The report, to be released this week, shows that the high rate at which U.S. land development is outstripping population growth is resulting in declining population densities in all but 17 of the 281 metropolitan areas examined. The findings promise to fuel a debate over the effects of sprawl that has been gathering intensity for the past five years.
Between 1982 and 1997, about 25 million acres of farmland and open space, roughly the size of Indiana, was developed in metropolitan areas, according to an analysis of Agriculture Department statistics by Brookings. That is a 47% increase in developed land, during a period when the population in those areas rose 17%, the study says.
This disparity reflects the centrifugal force at work in most metropolitan areas.

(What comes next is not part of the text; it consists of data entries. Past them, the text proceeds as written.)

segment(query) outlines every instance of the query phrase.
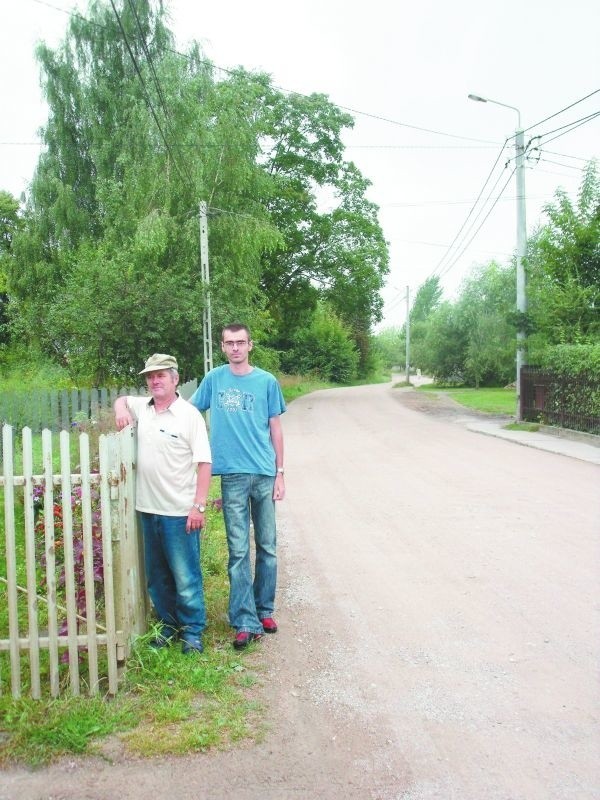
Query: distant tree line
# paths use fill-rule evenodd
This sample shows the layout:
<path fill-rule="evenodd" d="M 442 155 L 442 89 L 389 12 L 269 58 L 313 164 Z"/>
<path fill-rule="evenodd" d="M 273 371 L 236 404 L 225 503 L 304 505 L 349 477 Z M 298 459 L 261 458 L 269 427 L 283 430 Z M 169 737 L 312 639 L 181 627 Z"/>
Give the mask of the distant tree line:
<path fill-rule="evenodd" d="M 525 261 L 528 310 L 516 310 L 515 262 L 473 269 L 455 301 L 437 276 L 410 310 L 411 366 L 440 382 L 502 386 L 515 380 L 516 331 L 524 323 L 528 361 L 559 372 L 600 375 L 600 180 L 587 166 L 578 200 L 561 189 L 530 237 Z M 406 327 L 382 331 L 379 352 L 403 364 Z"/>

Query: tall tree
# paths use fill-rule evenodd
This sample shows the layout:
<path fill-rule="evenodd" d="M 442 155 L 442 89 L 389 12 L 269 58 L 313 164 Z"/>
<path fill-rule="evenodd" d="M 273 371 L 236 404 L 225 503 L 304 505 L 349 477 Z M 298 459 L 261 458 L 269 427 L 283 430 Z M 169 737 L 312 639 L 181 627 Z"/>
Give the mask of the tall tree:
<path fill-rule="evenodd" d="M 559 189 L 528 259 L 533 353 L 600 339 L 600 177 L 588 165 L 576 204 Z"/>
<path fill-rule="evenodd" d="M 198 374 L 205 200 L 216 330 L 243 318 L 285 346 L 323 298 L 366 352 L 387 248 L 343 159 L 351 118 L 264 75 L 215 80 L 197 45 L 175 52 L 165 14 L 91 0 L 59 48 L 38 49 L 46 150 L 8 275 L 21 335 L 82 379 L 127 377 L 152 349 Z"/>

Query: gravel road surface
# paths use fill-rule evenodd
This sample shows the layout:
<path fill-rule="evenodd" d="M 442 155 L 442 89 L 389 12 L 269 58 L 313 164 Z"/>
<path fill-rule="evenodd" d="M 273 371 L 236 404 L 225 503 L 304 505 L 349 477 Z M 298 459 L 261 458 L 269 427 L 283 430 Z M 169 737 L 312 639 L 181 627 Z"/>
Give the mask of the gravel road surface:
<path fill-rule="evenodd" d="M 600 469 L 468 418 L 294 401 L 264 741 L 11 769 L 0 800 L 598 800 Z"/>

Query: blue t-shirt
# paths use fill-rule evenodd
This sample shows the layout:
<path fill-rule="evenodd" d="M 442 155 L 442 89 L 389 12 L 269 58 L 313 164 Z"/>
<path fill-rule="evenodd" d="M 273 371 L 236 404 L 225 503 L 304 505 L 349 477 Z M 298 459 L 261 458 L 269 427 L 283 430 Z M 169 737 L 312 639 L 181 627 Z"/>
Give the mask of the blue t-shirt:
<path fill-rule="evenodd" d="M 284 413 L 285 401 L 274 375 L 259 367 L 234 375 L 224 364 L 204 376 L 190 403 L 210 409 L 213 475 L 276 474 L 269 420 Z"/>

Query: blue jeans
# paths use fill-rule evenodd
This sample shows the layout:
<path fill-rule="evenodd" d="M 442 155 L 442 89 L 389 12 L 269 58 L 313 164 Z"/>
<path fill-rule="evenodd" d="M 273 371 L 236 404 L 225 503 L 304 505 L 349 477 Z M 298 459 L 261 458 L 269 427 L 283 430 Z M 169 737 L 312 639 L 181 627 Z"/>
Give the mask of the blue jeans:
<path fill-rule="evenodd" d="M 206 626 L 200 531 L 186 533 L 187 517 L 140 512 L 148 593 L 163 636 L 198 639 Z"/>
<path fill-rule="evenodd" d="M 273 616 L 277 585 L 275 478 L 221 476 L 223 516 L 229 548 L 229 624 L 236 631 L 262 633 L 261 620 Z M 254 579 L 250 563 L 250 517 L 254 525 Z"/>

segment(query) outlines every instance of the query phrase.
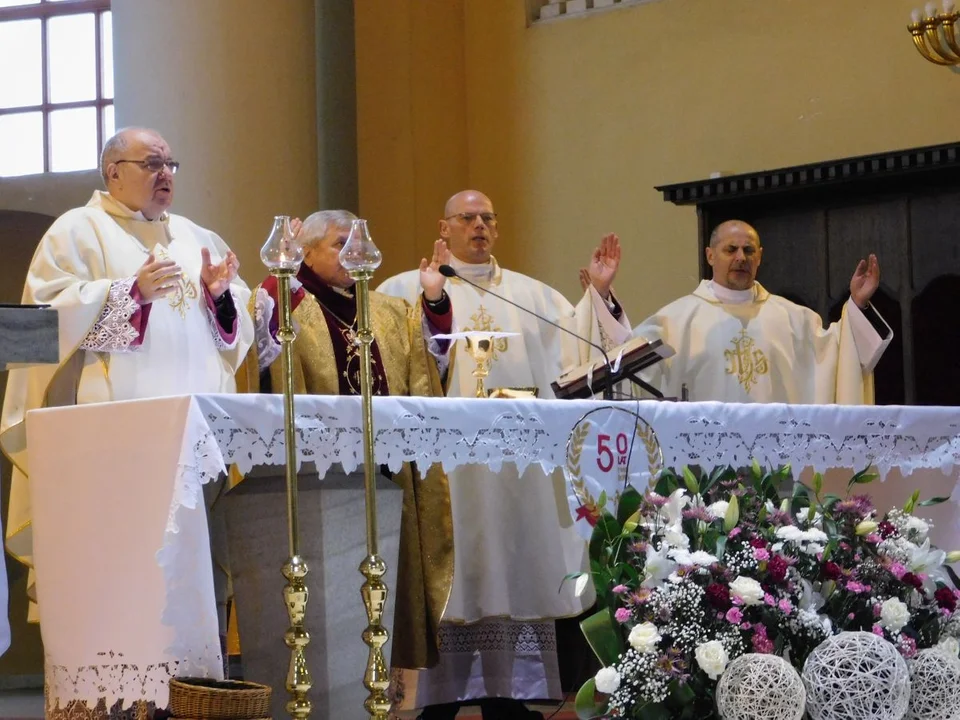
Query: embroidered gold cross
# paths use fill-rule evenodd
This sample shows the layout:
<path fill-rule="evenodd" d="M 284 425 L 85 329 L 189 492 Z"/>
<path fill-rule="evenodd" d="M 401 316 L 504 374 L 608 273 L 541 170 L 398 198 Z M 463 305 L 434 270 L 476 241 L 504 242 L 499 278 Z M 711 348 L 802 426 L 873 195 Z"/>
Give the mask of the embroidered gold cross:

While some cities such as Chicago and Boston have been successful at attracting more residents, the prevalent land-use pattern in the country remains growth at the fringes at the expense of core regions and inner suburbs, Brookings analysts say. Fueled by a range of economic and social forces, this trend is putting at risk scores of communities, which are facing the same kind of flight of capital and people that devastated the inner cities in the 1960s and 1970s.
"What you're doing is undermining the core," says Bruce Katz, director of Brookings's Center on Urban & Metropolitan Policy.

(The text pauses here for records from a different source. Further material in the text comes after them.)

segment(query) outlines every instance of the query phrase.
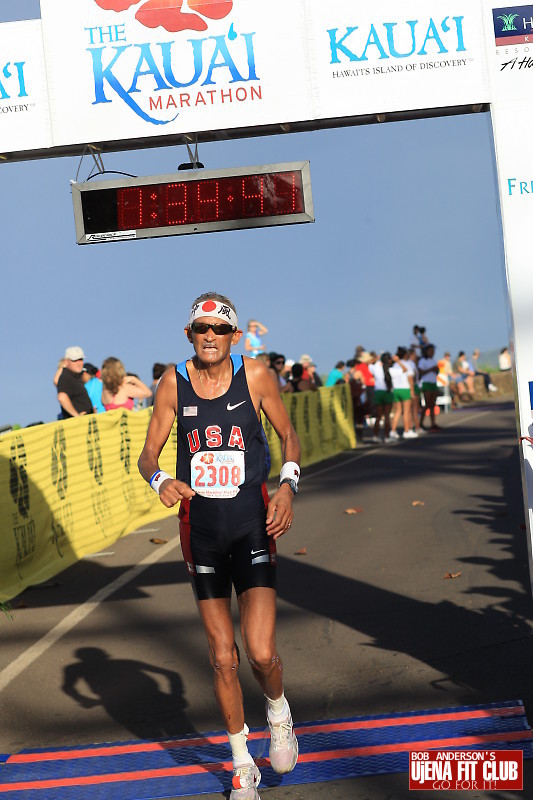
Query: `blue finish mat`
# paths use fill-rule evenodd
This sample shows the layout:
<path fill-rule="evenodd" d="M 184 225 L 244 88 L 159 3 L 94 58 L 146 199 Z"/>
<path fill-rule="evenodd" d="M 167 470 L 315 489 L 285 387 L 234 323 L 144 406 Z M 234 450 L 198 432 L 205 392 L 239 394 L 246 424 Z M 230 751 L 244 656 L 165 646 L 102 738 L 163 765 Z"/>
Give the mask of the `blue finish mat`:
<path fill-rule="evenodd" d="M 277 775 L 269 733 L 248 745 L 265 787 L 407 772 L 421 748 L 514 749 L 533 758 L 533 732 L 519 700 L 460 708 L 321 720 L 295 725 L 298 763 Z M 0 755 L 0 800 L 158 800 L 225 792 L 231 753 L 224 732 Z"/>

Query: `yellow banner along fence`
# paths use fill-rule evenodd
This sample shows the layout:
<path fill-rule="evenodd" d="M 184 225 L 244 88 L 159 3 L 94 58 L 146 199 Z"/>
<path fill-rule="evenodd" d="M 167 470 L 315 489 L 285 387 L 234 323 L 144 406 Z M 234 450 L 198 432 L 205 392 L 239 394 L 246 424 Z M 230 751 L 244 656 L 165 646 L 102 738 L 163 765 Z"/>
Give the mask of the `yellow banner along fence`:
<path fill-rule="evenodd" d="M 355 447 L 347 386 L 282 395 L 302 444 L 302 466 Z M 137 471 L 151 409 L 108 411 L 0 437 L 0 601 L 41 583 L 146 523 L 176 515 Z M 271 475 L 278 437 L 263 420 Z M 160 466 L 175 474 L 176 428 Z"/>

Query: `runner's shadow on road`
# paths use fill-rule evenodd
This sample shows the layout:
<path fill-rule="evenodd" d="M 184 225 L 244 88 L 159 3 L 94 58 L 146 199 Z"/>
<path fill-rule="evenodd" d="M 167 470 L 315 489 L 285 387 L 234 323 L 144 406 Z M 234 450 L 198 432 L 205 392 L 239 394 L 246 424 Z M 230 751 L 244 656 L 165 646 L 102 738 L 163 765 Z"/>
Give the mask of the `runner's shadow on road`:
<path fill-rule="evenodd" d="M 80 647 L 64 669 L 63 692 L 83 708 L 102 706 L 139 739 L 193 732 L 178 673 L 126 658 L 111 658 L 99 647 Z M 167 690 L 160 684 L 165 682 Z"/>

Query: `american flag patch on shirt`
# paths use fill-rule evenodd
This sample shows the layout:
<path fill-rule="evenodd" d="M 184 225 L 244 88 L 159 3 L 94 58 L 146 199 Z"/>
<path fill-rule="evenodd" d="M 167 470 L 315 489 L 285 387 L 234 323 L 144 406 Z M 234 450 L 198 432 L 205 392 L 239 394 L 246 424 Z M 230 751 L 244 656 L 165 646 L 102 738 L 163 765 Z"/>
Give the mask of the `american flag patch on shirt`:
<path fill-rule="evenodd" d="M 198 406 L 183 406 L 183 416 L 184 417 L 197 417 L 198 416 Z"/>

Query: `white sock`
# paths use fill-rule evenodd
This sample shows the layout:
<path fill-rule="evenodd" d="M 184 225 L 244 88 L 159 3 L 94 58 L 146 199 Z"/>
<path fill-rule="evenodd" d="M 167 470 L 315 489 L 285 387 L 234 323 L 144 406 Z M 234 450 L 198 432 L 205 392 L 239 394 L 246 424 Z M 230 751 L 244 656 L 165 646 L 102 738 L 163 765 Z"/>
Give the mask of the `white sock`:
<path fill-rule="evenodd" d="M 226 731 L 226 733 L 228 734 L 231 754 L 233 756 L 233 765 L 252 763 L 253 758 L 248 752 L 248 745 L 246 744 L 248 726 L 245 725 L 239 733 L 229 733 L 228 731 Z"/>
<path fill-rule="evenodd" d="M 267 697 L 266 695 L 265 697 L 268 706 L 268 718 L 271 722 L 281 722 L 288 717 L 290 708 L 283 693 L 281 697 L 278 697 L 277 700 L 271 700 L 270 697 Z"/>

The sprawl issue has been gathering intensity. Frustrated over traffic, disappearing open space and other problems, a growing number of states and local governments have been enacting more restrictive land-use regulations. In recent elections, voters approved numerous measures to preserve open spaces.

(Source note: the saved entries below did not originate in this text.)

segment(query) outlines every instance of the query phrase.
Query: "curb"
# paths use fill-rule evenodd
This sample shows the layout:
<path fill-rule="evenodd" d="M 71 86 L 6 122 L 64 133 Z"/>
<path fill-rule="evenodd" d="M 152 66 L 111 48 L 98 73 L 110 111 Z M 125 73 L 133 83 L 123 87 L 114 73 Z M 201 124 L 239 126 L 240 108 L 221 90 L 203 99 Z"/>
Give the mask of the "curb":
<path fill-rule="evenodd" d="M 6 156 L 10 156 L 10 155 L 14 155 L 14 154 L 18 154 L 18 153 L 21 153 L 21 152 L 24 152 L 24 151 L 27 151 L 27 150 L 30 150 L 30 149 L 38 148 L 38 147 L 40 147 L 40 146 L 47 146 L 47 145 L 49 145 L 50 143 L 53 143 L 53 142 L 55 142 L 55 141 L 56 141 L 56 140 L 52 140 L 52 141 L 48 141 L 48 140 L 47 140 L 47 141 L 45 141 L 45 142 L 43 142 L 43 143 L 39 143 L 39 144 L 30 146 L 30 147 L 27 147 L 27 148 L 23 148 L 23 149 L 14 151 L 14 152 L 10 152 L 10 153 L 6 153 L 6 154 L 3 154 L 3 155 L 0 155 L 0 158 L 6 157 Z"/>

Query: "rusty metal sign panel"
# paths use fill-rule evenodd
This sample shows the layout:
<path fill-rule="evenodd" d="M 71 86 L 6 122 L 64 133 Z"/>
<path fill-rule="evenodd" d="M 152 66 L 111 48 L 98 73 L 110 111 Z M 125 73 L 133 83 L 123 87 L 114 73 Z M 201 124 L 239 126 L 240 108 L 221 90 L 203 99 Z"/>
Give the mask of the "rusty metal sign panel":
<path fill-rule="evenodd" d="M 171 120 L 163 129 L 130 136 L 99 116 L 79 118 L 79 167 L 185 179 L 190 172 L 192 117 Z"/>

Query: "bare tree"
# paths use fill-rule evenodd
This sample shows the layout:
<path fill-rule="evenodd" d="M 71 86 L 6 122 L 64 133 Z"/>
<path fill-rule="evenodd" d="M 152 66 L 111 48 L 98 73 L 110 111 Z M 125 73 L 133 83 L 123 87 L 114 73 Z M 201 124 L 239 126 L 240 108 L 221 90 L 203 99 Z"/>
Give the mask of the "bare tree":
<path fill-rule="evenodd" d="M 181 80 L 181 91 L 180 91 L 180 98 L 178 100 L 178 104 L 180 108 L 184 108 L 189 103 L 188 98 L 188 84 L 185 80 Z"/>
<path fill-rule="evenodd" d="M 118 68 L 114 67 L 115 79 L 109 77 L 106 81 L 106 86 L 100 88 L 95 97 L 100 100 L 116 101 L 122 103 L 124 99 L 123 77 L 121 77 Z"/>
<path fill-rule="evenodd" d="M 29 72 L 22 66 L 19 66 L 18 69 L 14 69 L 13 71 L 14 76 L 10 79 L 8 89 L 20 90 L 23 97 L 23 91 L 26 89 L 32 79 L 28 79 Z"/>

Surprisingly, the study found that the decline in density is much greater in Midwestern and Northeastern urban areas than those in Western parts of the country most synonymous with sprawl, such as Los Angeles and Phoenix. Those fast-growing areas expanded, but the growth in land use has generally kept pace with population growth.
In fact, density in the Los Angeles region grew by 2.8% between 1982 and 1997, as its developed area grew by 27.6% and its population swelled by 31.2%. Phoenix became 21.9% denser while Las Vegas's density increased 50.8%. Development in many of these regions is being hemmed in by physical barriers such as mountains and government-owned land or water-access issues.
Not facing these constraints, Midwestern and Northeastern metropolitan areas have sprawled at a greater rate. For example, Toledo, Ohio's population grew only 0.3%, but its developed area increased 30%. The Pittsburgh area's population declined 8% while its urbanized land grew 42.6%.
Many booming regions in the South also witnessed declining density between 1982 and 1997, because they sprawled at a much faster rate than their population grew. Atlanta's developed area grew more than any other region in the nation, growing 81.5%, or 571,000 acres, about three-quarters of the size of Rhode Island. During the same 15 years, the Atlanta region's population also spurted, but by a smaller 60.8%.
Declining population density in most U.S. metropolitan regions bolsters the argument that population pressure is only one of sprawl's causes. Many analysts of U.S. land-use patterns say sprawl also is a product of other forces, including race relations, transportation planning, land speculation, school-financing systems, the movement of jobs from core areas to employment centers outside cities and competition among municipalities for tax revenue.
Home builders say they build on the fringes largely in response to demand from people seeking the American dream of large homes with big yards. "The quandary we face is that demand is still predominantly for single-family detached homes," says Gary Garczynski, spokesman for the National Association of Home Builders on the smart-growth issue.
Whatever the causes of declining density, it is draining people, businesses and investment from communities that are losing population to the newer fringe suburbs. Many cities, particularly in the Northeast and Midwest, are surrounded by blighted areas that 30 and 40 years ago looked like classic all-American suburbs.
There is little hope of recovery, because once a community starts spiraling downward, its property-tax rate tends to rise to make up for the decline in real-estate values and the loss of businesses.
Communities near the bottom of the spiral include Harvey, Ill.; East Cleveland, Ohio; Darby Township, outside Philadelphia; and Black Jack, Mo., a suburb of St. Louis, according to Myron Orfield, executive director of the Metropolitan Area Research Corp., a Minneapolis think tank that studies sprawl. Scores of others are at varying stages of decline. Mr. Orfield says 40% of the population in the 25 largest metropolitan areas live in such "at risk" suburbs.
"It's like the country is building new cities to escape itself, and
it can't afford to," Mr. Orfield says.